If Google are bound to accept the license terms by the DMCA ammendments, then it cannot be a binding agreement on Google, therefore they would still be able to post it, no matter what the license says.

I have the solution... (0)

Anonymous Coward | about a year and a half ago | (#43368817)

Stop submitting take down notices..

More Likely (3, Insightful)

StillNeedMoreCoffee (123989) | about a year and a half ago | (#43368949)

The Movie industry does not want it known how active they are at sending take down notices. After all the price we all pay for movies goes up as there effort to do this sort of activity goes up. The 'take down tax'.

There is also the big brother bad guy protecting their profit against the little guy public relations problem. They certainly would like all that take down to happen behind the scenes where no one notices.

They are trying to do some damage control.

'Do no evil' (0)

Anonymous Coward | about a year and a half ago | (#43369067)

Just too funny!

Frist PPsot.. (-1)

Anonymous Coward | about a year and a half ago | (#43369073)

Are there? Let's Be a lot slower work that you May be hurAting the future at all

So now 'anti-piracy' means secret courts? (0)

Anonymous Coward | about a year and a half ago | (#43369279)

The takedown notices are legal documents that the US constitution demands are available for public inspection. Secrecy is granted in legal actions rarely, and only in very specific forms of cases where it is deemed that openness would risk serious harm to individuals.

The copying, by individuals, of films and TV shows CANNOT be considered a serious reason to damage constitutional protections, regardless of what the depraved criminal, Rupert Murdoch may claim. Murdoch was the mastermind behind the greatest program of illegal phone-tapping in the UK, and during his commercial competition with competing satellite broadcasters in Europe, had his Israeli division of News International illegally hack the 'access cards' used by the other companies, and had counterfeit versions of these cards flood Europe. Murdoch gets away with his crimes, because he is the official 'Goebbels' for the regimes of both the UK and USA.

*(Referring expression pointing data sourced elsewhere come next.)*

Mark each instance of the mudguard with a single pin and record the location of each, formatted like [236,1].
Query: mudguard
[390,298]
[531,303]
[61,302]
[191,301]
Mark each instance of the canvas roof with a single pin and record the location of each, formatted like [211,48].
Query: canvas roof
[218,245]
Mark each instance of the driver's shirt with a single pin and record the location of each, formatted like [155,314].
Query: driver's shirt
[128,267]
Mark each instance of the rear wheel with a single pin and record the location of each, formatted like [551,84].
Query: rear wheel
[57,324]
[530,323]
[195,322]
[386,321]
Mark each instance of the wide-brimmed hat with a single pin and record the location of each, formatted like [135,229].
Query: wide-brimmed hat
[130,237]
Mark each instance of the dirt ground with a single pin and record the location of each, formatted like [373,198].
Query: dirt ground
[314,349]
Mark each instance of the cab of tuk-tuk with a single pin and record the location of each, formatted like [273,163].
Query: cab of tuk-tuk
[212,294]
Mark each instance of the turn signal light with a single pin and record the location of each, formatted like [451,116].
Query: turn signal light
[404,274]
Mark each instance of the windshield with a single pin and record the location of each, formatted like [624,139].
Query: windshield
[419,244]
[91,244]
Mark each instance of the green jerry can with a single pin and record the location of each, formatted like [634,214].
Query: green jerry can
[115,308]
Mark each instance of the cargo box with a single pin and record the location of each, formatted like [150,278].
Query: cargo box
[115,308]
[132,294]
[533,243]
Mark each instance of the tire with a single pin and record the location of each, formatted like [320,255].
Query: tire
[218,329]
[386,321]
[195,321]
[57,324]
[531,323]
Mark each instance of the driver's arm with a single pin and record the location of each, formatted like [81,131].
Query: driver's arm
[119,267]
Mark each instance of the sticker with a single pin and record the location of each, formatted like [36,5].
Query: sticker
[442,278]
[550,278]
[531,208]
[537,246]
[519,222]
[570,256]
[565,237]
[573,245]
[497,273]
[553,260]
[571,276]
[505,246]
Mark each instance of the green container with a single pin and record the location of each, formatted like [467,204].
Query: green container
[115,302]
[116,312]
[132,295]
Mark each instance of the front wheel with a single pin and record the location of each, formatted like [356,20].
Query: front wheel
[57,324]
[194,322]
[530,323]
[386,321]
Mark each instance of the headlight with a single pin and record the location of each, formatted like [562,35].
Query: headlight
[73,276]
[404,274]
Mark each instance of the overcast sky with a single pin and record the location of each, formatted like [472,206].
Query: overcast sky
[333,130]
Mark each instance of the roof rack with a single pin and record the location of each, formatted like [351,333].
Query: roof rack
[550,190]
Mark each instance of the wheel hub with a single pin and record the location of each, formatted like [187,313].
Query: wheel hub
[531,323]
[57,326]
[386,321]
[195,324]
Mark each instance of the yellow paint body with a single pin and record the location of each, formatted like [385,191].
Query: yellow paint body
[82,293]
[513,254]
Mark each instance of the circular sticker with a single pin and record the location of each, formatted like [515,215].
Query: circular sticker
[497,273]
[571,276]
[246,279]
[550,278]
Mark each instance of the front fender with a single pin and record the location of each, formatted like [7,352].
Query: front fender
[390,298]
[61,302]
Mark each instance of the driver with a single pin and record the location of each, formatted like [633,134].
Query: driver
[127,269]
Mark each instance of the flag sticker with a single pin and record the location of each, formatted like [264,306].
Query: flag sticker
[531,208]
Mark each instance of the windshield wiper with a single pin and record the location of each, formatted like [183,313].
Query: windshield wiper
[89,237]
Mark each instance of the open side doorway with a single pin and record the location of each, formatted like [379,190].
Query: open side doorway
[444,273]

The ability to view the 'takedown' notices is essential, for it allows us to see firstly that they are often illegally generated by automatic computer programs with no Human oversight, and that as a consequence, frequently target vast numbers of sites that have nothing to do with the claimed infringement.

Murdoch wants his censorship to be secret, just as he doesn't want you to know that he has created the software systems (for Gates of Microsoft fame) that will gather EVERY private and intimate data about your child at school in the USA, and share that data un-vetted with any third-party willing to pay the fee. The Gates Foundation has created the greatest tool for actual pedophiles the planet has ever seen. There is massive correlation between the status of a child (and the child's family) and the likelihood that abuse of that child will be discovered or reported. Bill Gates has purposely created a computer system that allows child abusers identify the 'best' areas and families within a city or town. Gates' database even includes medical details of your kids, including their developmental status. In the UK, a Gates like figure, Jimmy Savile, also operated in full public view, with the same level of connections to children's charities, hospitals and schools.